At 6 am the alarm went off amd by 7 we were away. The plan was to leave most of the camping gear at this spot and go light weight to the summit. It looked like our ridge went up a way then turned to the right for about a kilometer keeping fairly level before rising again to the summit. The bush on it however proved to be exceedingly dense. Soon after starting our deer trail vanished so we had no option but to retrace our route and decided to take all our gear to the bushline. We battled our way up and Julian on his first trip to Fiordland found it hard going. So hard was it that one of his Koflack climbing boots fell apart with the sole coming off entirely. I suggested he bind it back on with his crampons which he did.
On the level ridge we found another deer train which took us along fairly easily for a while. In places it ran over rocky out drops which afforded us good views of the surrounding country. The snow was down into the bush. at the end of the level ridge we headed strainght up on vague deer trails and higher up we hit the snow. This was soft and we went down to our knees in it. The country was also very steep so it was a merciless slog upwards. It was noon before we pulled clear of the bush. The snow from here on was hard and easy going.

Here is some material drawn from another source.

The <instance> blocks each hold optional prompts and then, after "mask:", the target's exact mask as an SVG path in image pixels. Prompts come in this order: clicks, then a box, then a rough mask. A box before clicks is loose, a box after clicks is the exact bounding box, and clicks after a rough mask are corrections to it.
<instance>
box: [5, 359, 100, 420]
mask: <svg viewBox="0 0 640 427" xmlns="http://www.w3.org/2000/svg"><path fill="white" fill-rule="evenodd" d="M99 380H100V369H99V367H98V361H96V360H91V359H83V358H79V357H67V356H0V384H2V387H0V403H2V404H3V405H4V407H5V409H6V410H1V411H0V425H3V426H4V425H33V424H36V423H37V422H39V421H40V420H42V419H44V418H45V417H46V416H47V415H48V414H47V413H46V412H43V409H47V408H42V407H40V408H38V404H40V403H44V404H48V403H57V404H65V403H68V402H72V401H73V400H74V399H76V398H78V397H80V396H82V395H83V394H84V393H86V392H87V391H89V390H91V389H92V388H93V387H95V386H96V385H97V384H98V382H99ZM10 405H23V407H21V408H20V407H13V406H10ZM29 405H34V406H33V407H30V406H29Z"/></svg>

Julian looked exhausted at this point but after quoting the above poetry he seemed to find some deep reserve of hidden energy for the final push. We left our packs under some alpine scrub as I had espied some circling Keas lower down. Then we cramponned quickly upwards to the corniced summit ridge. Here we entered cloud and so to the summit. We had only a minute on top as I was in a panic now that the time was 1.30 pm. I practically ran all the was down to the packs leaving poor Julian struggling in thhe rear. In the bush I tried to take a more direct line down but alas this did not work out. After years of climbing in Fiordland I can tarzan through the bush quite easily but for Julian it was a nightmare. I had to badger and exhort him to keep going all the time. I was silently cursing myself for not returning on our ascent route as it was hard to know exactly where we were. Eventually after climbing several trees I picked up the vital level ridge and was able to guide ourselves onto it. Here we picked up the good deer trail and this time I followed it like a blood-hound. This eventually took us back to the sound which we reached at 5.30 pm.
We launched and started power stroking down the sound. An hour later it was dark. Julian was cold. wet and tired and I promised him a short respite and dry clothes when we reached our Saturday lunch stop in the middle Fiord. There was a half moon shining through a thin viel of cloud and enough light to travel . The wind picked up a bit and we could surf on small waves in the dark. After a few hours we landed on a headland where Julian got on dry clothes and then we were off. Once in the main lake I headed too far north till I saw the looghts of Te Anau Downs Hotel. We arrived there at 11.15 pm. Needless to say everyone had gone to sleep so I had no option but to tap on Pam Hick's bedroom window. She very graciously got up to get our keys and also hot drinks before we hit the road.
"This is the law of Fiordland, that only the strong shall thrive;
That surely the weak shall perish, and only the fit survive.
Dissolute, damned and despairful, crippled and palsied and slain,
This is the will of Fiordland, - Lo, how she makes it plain.